State is best-effort. apply never fails because it couldn't write state; the pipeline keeps working without it.


Validation pipeline

What runs at PR time, in order:

  1. contentops validate (legacy v1 entrypoint) — Pydantic schema, unique ids, unique Defender displayNames. Still wired in validate.yml.
  2. contentops lint — KQL static checks (KQL001-KQL007), payload-contract checks (PAYLOAD001 + PAYLOAD002), snippet- substitution rules (KQLOVERRIDE001-004), and --strict mode adds policy rule KQL101 (\| take / \| limit forbidden). See contentops/lint/kql.py, contentops/lint/payload.py, contentops/lint/snippets.py, and contentops/lint/strict_rules.py.
  3. contentops plan — runs each handler's validate() (e.g. templateVersion coupling check) and plan(); emits the intended action per asset.
  4. Dependency checkdetections/dependencies.yml declares prerequisites (parsers, watchlists, etc.). validate_dependencies in contentops/core/dependencies.py blocks merge if a referenced prerequisite isn't authored.

Every CI gate is read-only — no Azure auth required at PR time. Real API calls happen on main merge via deploy.yml.


Asset taxonomy

contentops/core/asset.py declares 6 asset kinds today (the focused taxonomy after the Phase 1 reduction from 27 broader kinds): sentinel_analytic, sentinel_hunting, sentinel_watchlist, sentinel_parser, sentinel_data_connector, defender_custom_detection. The 13 deleted handlers (workspace manager, source controls, incidents, incident tasks, watchlist items, etc.) can be rebuilt from git history if a real use case surfaces; out of scope for the focused detection-engineering product. Full per-asset coverage table including endpoint, RBAC, hash projection, and live-test status is in asset-coverage.md.

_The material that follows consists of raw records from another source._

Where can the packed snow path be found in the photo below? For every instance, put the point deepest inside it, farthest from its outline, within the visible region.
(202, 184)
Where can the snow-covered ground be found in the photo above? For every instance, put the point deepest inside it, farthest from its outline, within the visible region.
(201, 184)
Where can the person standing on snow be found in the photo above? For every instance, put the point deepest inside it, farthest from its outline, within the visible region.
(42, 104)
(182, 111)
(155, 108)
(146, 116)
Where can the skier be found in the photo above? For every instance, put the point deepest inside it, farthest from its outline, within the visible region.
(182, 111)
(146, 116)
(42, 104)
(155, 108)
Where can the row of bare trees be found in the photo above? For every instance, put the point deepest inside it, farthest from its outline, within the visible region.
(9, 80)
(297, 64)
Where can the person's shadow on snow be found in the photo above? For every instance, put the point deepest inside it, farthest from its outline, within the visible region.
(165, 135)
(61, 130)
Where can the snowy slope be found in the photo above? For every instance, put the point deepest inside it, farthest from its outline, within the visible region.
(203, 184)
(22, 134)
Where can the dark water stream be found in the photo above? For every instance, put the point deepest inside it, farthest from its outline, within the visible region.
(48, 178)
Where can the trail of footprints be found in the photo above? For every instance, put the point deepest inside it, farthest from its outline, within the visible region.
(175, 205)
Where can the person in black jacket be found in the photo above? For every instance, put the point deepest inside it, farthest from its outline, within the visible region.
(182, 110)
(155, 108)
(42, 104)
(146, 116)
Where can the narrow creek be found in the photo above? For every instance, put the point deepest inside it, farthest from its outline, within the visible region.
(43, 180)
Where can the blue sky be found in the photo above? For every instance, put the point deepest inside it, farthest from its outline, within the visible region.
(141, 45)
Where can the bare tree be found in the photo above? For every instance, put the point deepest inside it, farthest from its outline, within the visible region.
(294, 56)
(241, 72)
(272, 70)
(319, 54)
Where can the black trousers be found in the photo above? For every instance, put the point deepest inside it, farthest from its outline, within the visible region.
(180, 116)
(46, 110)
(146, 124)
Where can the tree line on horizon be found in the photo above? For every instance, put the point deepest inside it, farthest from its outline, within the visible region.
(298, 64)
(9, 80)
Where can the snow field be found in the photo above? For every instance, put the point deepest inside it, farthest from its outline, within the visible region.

Asset kinds split into three operational categories:

  • Write-capable, drift-capableapply performs CRUD; drift / collect round-trip them. Most analytics / detections / watchlists live here.
  • Write-capable, singletonapply performs CRUD; delete raises NotSupportedError (e.g. sentinel_settings, sentinel_onboarding) because removing them would break the workspace.
  • Read-only / collect-onlyapply returns SKIP; only collect and drift are useful. Workspace Manager assets, source controls, incidents and incident tasks live here.

What this design isn't

  • Not a replacement for the Sentinel UI for ad-hoc investigation.
  • Not a workspace bootstrapper at scale — contentops bootstrap creates one workspace; multi-workspace orchestration is out of scope (single-tenant model).
  • Not a multi-tenant fan-out platform. The single-tenant constraint is load-bearing in contentops/config.py and the one-tenant assumption permeates auth, state, and audit.
  • Not a SOAR. Playbooks are deployed by us; their internals are authored in the Logic Apps designer.

For deeper rationale see ../../DESIGN.md sections 1 (goals/non-goals), 8 (drift + delete), 13 (state), and 17 (risks).